I have no goals.
This time of year, full of gift lists, and resolutions, and year-in-review pieces, and making a list and checking it twice, makes it all the more clear to me. I’d noticed a slight slip in my constant drive to add one more bullet-point to the resume. I haven’t sent anything out to be considered for publication in months. I’m not scrimping and saving for any major trip or project. I’m not editing a manuscript, shooting for a promotion, trying to take up a new hobby, or signed up for Weight Watchers.
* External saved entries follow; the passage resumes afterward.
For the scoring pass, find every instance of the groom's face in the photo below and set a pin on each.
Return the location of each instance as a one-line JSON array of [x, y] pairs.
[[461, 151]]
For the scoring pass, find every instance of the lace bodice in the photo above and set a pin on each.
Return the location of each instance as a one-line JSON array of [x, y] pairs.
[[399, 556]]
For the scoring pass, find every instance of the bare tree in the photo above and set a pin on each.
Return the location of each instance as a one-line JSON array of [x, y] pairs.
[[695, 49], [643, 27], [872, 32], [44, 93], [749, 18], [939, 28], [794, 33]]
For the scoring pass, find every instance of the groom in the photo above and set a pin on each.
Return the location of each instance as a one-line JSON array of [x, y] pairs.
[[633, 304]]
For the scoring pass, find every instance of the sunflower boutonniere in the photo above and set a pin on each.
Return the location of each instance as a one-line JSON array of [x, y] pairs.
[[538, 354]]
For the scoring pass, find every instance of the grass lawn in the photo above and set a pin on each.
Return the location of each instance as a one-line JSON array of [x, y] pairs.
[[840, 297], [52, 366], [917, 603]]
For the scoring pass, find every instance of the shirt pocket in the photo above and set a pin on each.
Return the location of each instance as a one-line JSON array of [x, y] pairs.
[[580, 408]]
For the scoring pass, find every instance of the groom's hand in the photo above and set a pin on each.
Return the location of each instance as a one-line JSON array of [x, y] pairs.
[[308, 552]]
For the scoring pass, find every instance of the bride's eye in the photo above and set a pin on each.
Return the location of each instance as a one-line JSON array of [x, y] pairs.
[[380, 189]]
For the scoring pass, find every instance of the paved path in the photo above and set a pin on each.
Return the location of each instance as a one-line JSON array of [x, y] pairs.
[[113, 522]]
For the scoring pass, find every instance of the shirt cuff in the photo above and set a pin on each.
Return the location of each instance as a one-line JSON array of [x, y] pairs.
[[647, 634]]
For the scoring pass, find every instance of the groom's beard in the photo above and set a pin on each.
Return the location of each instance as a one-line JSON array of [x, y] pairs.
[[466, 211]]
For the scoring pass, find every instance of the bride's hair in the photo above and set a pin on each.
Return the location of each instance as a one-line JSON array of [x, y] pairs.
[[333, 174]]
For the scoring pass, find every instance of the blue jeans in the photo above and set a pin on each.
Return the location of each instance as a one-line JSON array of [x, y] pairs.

In some ways, it’s a relief. Nothing nagging in the back of my head that absolutely must be done before I can be content. But, the other side of that coin is a fear. A worry that without anything I’m desperately scraping after, that I may just stagnate, lose all momentum, stop finding adventures altogether.
Instead, I have wishes. I wish I had a washer and dryer in my apartment. I wish I could afford a new laptop. I wish I had a full book manuscript, ready to be sent out to agents and editors. I wish I could drop those ten (ok, fifteen) pounds that come with being in a happy relationship and big home-cooked meals every night. I wish I didn’t smoke as much. I wish I was outside more often.
The thing about wishes is that they come with no plan. I haven’t called anyone about the washer/ dryer hook-ups. I haven’t saved a penny or made a budget for the laptop. I haven’t been writing a few hours every day to get a manuscript together. I don’t work out or eat more vegetables. I’m smoking more. I stay on the couch.
An acquaintance of mine won a fellowship for her poetry and has been assigning herself “homework” of sorts. To read x amount of books. To finish her artist’s statement by x date. To create a spreadsheet, to apply for a fellowship, to write every day. And in only six months, she has accomplished an amazing amount- given readings in several states, been a finalist in a book contest, and won more fellowships for the future.
As the year wraps up, another birthday approaches (the big 3-5, no less), and winter comes in, driving me housebound, it’s time for me to give myself some homework. Otherwise, I’m just sitting around making wishes.